Student loan debt will put nation to test

By Chuck Maggio

Student loan debt is now the second highest U.S. consumer debt category — behind only mortgage debt — and higher than both credit cards and auto loans.

A total of 44.2 million Americans hold a total student debt of over $1.4 trillion … that’s about $600 billion more than the total U.S. credit card debt.

The national average student loan debt for the Class of 2016 graduates was $27,900. By state, Pennsylvania led the country with an average debt of over $35,000; while Utah was the lowest at $18,800, and West Virginia was right in the middle at $27,900.

Another pertinent fact is 76 percent of West Virginia’s graduates hold student loan debt, the highest rate in the nation.

Over 90 percent of the $1.4 trillion debt is comprised of federal loans of various types. The default rate on these loans runs more than 11 percent; $67 billion is owed by 4 million borrowers. Another $31 billion is seriously delinquent (over 90 days) and in danger of default.

You and I will be picking up much of the default balance. Should we be concerned?

Here are some benchmarks of average debt per borrower for the class of 2016: Ohio State $27,900; WVU $27,900; Marshall $27,000; MIT $24,900; and surprisingly Harvard $16,700. Private schools typically have higher levels of debt than public schools, Harvard being an interesting exception.

That’s a lot of information to absorb, so what does it mean? To get some perspective let’s look at the job market. The recent low rate of unemployment is being celebrated widely as a healthy sign for the economy. I’m no economist, but several other factors that need to be considered.

For one, wage growth hasn’t kept up with employment. In simplistic terms, it indicates more people are working, but for lower average pay.

However the real elephant in the room is underemployment. According to a report by the Federal Reserve Bank of New York, “Recent graduates are finding it increasingly difficult to secure a job, and those who do find work are often confined to low-wage positions.”

Defining underemployment as a job in which a college degree is typically not required, over 40 percent of recent graduates are underemployed. That could mean they are working jobs such as construction, office work, selling cosmetics online or anything in between.

I don’t mean to scoff at these kinds of jobs, but they don’t require a degree and are likely inadequate to repay a mountain of debt. It calls to question whether a college degree still helps people find good jobs.

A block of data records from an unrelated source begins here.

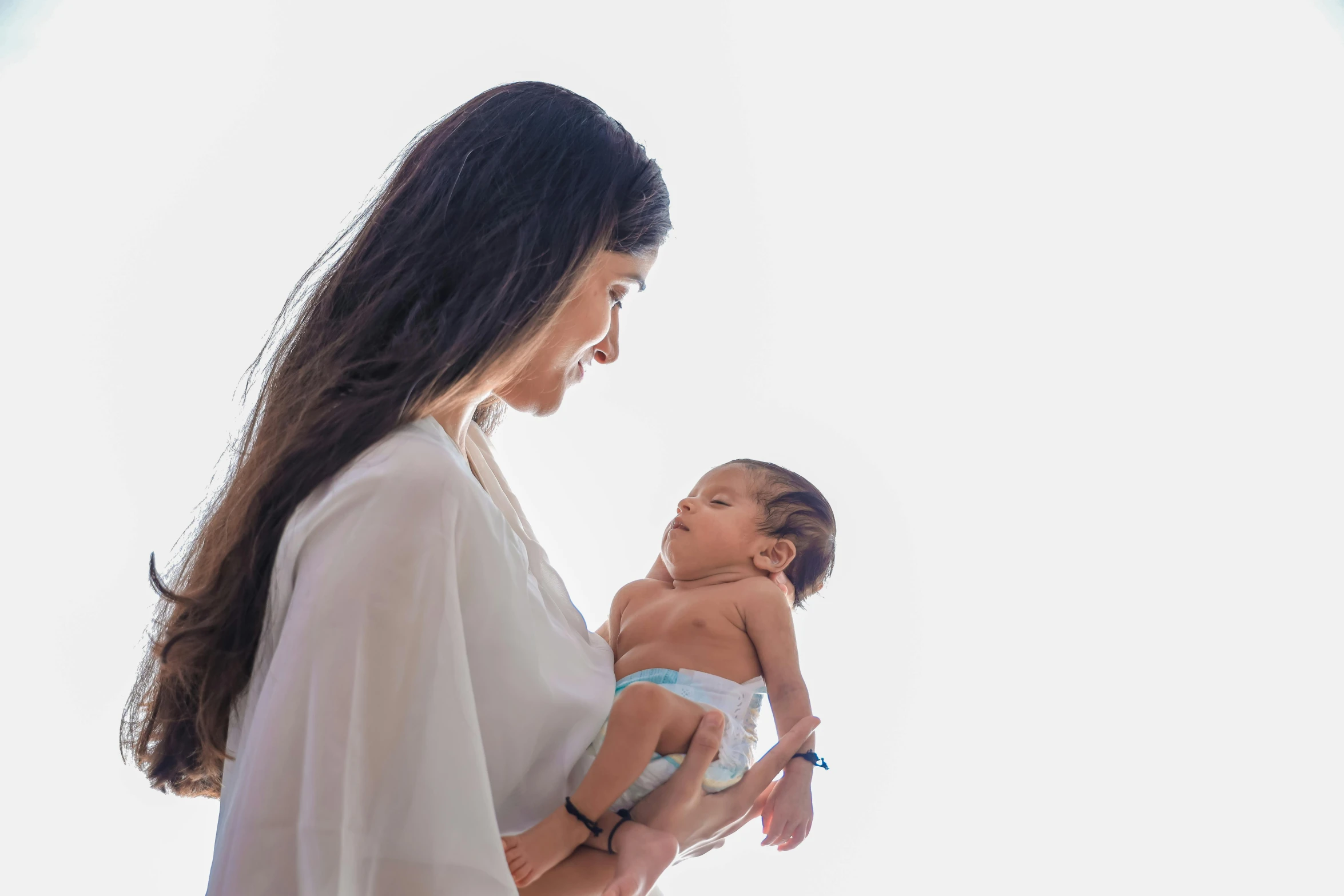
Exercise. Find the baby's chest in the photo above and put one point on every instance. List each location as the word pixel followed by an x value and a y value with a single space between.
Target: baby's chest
pixel 666 620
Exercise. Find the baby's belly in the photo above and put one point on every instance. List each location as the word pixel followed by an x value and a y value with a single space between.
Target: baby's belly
pixel 725 662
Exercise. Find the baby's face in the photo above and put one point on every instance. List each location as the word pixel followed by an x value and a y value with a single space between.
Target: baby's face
pixel 715 527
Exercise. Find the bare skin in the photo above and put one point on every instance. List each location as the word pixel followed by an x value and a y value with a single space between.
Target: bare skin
pixel 534 379
pixel 726 617
pixel 701 821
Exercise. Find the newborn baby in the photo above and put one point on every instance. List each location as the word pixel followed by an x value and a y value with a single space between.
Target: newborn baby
pixel 713 639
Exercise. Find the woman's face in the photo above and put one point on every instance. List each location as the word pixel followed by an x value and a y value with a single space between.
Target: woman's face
pixel 585 331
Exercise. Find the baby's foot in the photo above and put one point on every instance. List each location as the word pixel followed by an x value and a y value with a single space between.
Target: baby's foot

The data cited above has been gleaned from a myriad of sources, both government and private. Sources often differ about specific data for various reasons, however I have tried to be conservative and consistent.

This obviously does not purport to solve the student loan debt problem, but I hope it creates an awareness of a growing cancer that if unchecked, will ultimately have a devastating effect on our economy.

Chuck Maggio is a member of The Dominion Post’s Community Advisory Board.